Instructions

  • Select the desirable language and corpus from the dropdown menu on the left.
  • Click the button below to proceed.
  • Enter the string in the textbox at the top-middle of the screen.
  • See how the prediction results are updated in real-time.

Training Data

Each dataset had 50k records of texts for each locale and corpus. Trained cache is 146Mb, which is not a huge.

Model Used for Prediction

The model is a derivative of a Markov model based on frequency analysis of 2-grams and 3-grams. Further results are chosen based on an ML algorithm using the “partykit” package. Training data covered four languages and two corpuses: news and Twitter.

Functioning of the App

The app relies on uploaded pre-trained data on transition probabilities. This eliminates the need for end users to train the system each time. Pre-trained datasets are produced by a separate script, which is executed locally on the corpus.

Accuracy

Accuracy attained is 10.5% based on testing 500 records reserved as a validation set for the en_US locale on Twitter.
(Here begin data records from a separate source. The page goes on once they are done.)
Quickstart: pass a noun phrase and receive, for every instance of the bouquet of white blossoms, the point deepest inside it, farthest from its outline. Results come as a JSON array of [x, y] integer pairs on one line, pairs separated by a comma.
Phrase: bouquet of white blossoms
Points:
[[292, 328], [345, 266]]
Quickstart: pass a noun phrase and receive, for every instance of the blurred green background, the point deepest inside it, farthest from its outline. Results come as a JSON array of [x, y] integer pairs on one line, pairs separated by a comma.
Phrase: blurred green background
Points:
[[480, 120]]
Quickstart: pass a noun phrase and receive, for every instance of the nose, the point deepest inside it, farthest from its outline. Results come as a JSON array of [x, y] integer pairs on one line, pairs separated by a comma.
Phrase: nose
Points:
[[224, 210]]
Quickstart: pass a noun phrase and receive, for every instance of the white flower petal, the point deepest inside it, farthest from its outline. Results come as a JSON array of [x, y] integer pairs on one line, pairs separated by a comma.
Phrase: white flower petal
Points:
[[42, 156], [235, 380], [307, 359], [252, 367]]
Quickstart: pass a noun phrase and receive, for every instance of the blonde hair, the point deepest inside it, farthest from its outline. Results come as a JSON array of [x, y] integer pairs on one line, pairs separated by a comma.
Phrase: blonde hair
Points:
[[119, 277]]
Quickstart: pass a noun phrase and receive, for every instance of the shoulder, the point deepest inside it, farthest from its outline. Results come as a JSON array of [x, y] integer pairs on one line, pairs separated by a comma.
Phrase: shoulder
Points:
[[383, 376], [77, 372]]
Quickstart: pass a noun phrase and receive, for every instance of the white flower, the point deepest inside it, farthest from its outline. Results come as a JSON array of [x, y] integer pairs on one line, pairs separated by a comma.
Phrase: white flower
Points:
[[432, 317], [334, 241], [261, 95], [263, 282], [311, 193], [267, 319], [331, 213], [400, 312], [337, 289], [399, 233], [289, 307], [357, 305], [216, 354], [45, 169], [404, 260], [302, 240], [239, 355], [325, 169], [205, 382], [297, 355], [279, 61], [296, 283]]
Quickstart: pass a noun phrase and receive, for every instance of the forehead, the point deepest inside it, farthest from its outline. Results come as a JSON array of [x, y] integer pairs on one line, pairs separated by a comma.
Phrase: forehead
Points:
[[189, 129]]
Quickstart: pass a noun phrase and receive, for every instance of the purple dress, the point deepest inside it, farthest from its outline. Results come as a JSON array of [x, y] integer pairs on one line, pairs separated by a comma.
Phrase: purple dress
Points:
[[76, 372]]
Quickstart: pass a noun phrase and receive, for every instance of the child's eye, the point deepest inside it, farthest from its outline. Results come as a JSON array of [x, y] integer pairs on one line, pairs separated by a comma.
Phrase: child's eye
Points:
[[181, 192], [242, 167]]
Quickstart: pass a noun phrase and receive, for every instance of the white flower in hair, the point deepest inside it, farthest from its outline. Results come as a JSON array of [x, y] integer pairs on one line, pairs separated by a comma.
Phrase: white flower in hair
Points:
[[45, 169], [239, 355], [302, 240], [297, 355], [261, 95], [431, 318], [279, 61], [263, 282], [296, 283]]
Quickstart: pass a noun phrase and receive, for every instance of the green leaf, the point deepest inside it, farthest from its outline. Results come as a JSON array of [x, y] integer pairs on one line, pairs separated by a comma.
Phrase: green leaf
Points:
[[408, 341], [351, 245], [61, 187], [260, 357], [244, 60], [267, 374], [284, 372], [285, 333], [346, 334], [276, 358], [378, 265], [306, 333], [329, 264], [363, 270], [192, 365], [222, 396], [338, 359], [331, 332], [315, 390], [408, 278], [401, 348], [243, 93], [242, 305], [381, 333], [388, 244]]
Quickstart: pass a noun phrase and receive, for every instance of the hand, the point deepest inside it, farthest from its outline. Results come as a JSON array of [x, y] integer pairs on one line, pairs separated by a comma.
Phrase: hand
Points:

This accuracy is higher compared to n-gram models, which achieved 8.6% and 6.2% respectively. Performance was also compared with the text-davinci-003 model via API on 100 records, which had a prediction success rate of 11%. Manual entering of data into the GPT-4 model yielded a performance of 14-18% using different subsets. These results demonstrate the efficiency of the model despite extreme simplifications and limitations on training data.

Potential Development Perspectives

  • Refine the model to improve prediction accuracy.
  • Enrich the training data by incorporating synonym substitutions.
  • Add weights to words based on their commonality to enhance the model’s understanding.
  • Explore other avenues for improvement and optimization.